Said doctor had the opportunity once more upon cross examination to connect the cause of the softening tissue which he found in appellee's knee to the alleged injury occasioned by appellant's negligence, but he still infers that the injury to appellee's *743 knee may have been caused by a blow or lick from a blunt instrument, thus: "* * * If I take a hammer and hit you in the nose right there then that cartilage would be soft and when you pressed on it you finger would indent it and that's as near as I can describe the difference between the cartage on his kneecap in the normal area and the injured area."

Just why this most able doctor did not testify that in all probability the condition he found in appellee's knee could have resulted from the alleged injury appellee received on or about August 17, 1949, is not reflected by the record and at this time becomes immaterial. His statement in answer to appellant's direct question, supra, only left the jury with nothing but conjecture upon this very vital question. The doctor's testimony proves his eminence in the field of a bone specialist. He was so through in his operation that the was able to run the kneecap over and look into the injury and remove this soft tissue, and while doing so he no doubt made up his mind from a medical standpoint what may or may not have caused the injury. The laceration complained of may or may not have penetrated the cartilage which became soft. A laceration of cartilage in the knee may or may not cause it to soften. The most we can conscientiously determine from the doctor's testimony, is that the condition he found in appellee's knee is more apt to have been caused by a blow rather than by arthritis due form infirmities of old age.
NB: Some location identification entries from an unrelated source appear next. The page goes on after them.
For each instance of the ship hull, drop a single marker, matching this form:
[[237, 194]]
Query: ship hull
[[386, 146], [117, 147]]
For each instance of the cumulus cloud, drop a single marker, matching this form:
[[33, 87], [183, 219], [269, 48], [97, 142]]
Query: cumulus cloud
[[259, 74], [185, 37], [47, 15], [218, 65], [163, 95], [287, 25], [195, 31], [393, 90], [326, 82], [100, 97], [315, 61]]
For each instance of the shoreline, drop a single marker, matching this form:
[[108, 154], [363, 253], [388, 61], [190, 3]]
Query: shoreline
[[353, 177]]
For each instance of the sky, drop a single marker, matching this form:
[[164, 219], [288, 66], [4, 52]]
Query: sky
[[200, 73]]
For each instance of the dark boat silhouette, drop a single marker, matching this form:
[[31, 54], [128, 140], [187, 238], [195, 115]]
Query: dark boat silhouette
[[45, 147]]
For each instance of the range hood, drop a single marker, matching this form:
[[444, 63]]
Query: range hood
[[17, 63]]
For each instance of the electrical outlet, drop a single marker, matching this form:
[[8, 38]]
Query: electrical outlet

Appellee was thrity-two years of age at the time of the alleged laceration. This general determination is not sufficient to connect the specific negligent act complained of with the probable cause of appellee's ailment. If it was in the mind of the doctor that the specific cut or laceration on the knee by a piece of glass, as testified to by appellee, could have caused the softening of the tissue as he found in appellee's knee, the would only have had to answer "yes" to the hypothetical question, supra, addressed to him by appellee's attorney upon the subject. Certainly the answers to these questions are left entitle in the realm of the minds of medical experts and should not be left for conjecture by laymen.

Judgment of trial court is reversed and remanded for new trial.